On basis of the observations mentioned in the current commentary, Massar recommends the following:
- In order to make the personal data protection law effective, the Egyptian authorities should carry out a thorough legislative revision of all the other laws that organize daily dealings entailing data sharing. The personal data protection law should be designated the ruling text entitled to organize and protect all that is related to the circulation of personal data.

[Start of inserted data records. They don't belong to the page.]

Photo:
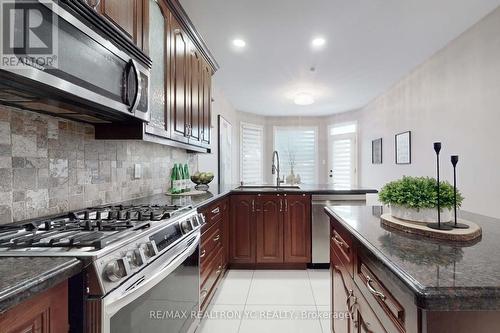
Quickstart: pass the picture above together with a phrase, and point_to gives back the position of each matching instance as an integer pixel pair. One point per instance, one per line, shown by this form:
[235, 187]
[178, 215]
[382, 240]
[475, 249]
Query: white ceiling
[371, 44]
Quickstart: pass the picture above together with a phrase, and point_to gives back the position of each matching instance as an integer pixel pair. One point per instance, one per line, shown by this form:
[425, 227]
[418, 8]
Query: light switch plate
[137, 171]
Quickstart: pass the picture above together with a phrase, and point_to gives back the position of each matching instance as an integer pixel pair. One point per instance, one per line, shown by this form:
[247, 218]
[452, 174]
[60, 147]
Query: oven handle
[112, 304]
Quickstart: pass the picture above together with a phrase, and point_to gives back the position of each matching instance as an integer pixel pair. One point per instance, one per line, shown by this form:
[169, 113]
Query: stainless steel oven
[162, 298]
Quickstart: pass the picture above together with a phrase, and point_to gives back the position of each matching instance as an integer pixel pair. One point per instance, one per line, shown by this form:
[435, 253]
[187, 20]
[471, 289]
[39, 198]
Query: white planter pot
[425, 215]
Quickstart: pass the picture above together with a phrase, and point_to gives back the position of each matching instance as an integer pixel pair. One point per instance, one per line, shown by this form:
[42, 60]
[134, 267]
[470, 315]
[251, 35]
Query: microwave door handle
[137, 97]
[115, 303]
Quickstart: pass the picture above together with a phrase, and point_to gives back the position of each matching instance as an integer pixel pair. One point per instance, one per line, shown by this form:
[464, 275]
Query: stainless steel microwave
[92, 78]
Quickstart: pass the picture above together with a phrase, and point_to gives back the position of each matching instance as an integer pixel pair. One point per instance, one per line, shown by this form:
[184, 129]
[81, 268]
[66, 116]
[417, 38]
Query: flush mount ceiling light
[239, 43]
[318, 42]
[303, 99]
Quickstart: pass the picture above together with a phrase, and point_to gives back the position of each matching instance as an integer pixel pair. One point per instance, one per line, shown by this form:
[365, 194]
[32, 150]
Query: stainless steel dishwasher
[321, 224]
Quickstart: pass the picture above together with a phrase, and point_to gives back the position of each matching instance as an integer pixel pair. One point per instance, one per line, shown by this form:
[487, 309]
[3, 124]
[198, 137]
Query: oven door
[164, 297]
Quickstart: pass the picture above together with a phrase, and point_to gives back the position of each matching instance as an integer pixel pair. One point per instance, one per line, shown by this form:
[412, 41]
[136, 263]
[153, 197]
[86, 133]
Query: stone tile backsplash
[50, 165]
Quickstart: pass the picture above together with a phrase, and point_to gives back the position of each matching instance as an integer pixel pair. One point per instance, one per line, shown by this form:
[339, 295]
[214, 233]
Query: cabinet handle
[372, 290]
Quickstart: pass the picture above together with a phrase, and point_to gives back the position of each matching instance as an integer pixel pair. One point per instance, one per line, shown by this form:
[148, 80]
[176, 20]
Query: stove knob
[115, 270]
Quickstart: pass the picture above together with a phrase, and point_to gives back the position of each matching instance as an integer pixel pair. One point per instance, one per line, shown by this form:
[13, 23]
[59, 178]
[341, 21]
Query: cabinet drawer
[215, 271]
[214, 213]
[384, 304]
[210, 242]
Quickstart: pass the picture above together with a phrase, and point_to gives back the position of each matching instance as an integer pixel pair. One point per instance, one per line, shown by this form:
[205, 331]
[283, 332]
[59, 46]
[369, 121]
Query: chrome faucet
[276, 168]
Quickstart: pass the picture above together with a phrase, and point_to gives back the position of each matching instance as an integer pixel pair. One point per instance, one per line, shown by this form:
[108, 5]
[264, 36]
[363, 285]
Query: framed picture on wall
[377, 151]
[225, 149]
[403, 148]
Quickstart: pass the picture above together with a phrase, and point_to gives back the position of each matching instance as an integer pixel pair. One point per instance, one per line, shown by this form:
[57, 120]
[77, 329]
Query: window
[251, 161]
[297, 147]
[343, 151]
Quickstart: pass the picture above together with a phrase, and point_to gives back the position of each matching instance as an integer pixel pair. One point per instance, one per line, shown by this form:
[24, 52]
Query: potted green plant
[415, 199]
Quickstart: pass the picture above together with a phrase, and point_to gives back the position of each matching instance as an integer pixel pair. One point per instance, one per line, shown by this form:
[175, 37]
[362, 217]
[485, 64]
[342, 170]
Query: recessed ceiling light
[318, 42]
[239, 43]
[303, 99]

- The authorities should revise the procedural rules stated in the personal data protection law. The law should be amended to allow for adding all the regulations related to data protection and sharing, without any reference to executive regulations or administrative decrees. The personal data protection law referred especially important procedural details to its executive regulations. This contradicts the special nature of the law: it is, by its nature, a procedural law. Procedural laws should be comprehensive and self-contained, and all procedural details should be mentioned in it for the sake of stability. Referrals to executive regulations that can be changed single-handedly by the executive authority should be allowed.
- The authorities should abide by the rules provided by the PDPC pertaining to the collection fees in exchange for data protection services. The PDPC service pricing upper limit is very high (EGP 20,000). Hence the PDPC choice of prices should take in consideration the actual cost of data access.
- The ratification of the law should be a step to be followed by the formation of independent agencies capable of following up on the execution of the legal commitments of the law addressees. In this regard, the law’s article detailing the composition of the board of PDPC should be amended to allow for the representation of interest groups and data subjects.
- The law should be amended to add clear procedural texts organizing the steps that should be taken in case there is a need to amend, delete, or correct personal data retained by a holder, controller or processor.
- There is a need to amend the law articles pertaining to the role and responsibilities of the PDPC in case there is data sharing across borders. One major responsibility is that the PDPC should explain the dangers entailed in data sharing with certain parties outside Egypt (parties that do not uphold the minimum requirements for data protection). There is also a need to explain the PDPC’s role as regards receiving and following up on complaints from users whose data was breached outside the Egyptian borders. And finally, there is a need to clearly state the policies and regulations needed to transfer, store, process, or access personal data across borders, as the law referred this to its executive regulations, which is unimaginable considering the importance of these policies.
- The law’s articles pertaining to users’ rights should be amended to include committing the controller/processor to provide the personal data requested by the user in suitable format. The data subject also has the right to be informed in case of any violation to his personal data, and hence the law should be clear as regards the time limit for notification and its exact procedures.
- Additional articles obliging the holder/controller to inform the user of his basic rights as regards collecting, processing, retaining, and accessing data should be added to the law. These rights should include informing the user of the aims behind processing his data and giving him the contact information of the holder/controller/processor dealing with it in case he needs to omit or amend something.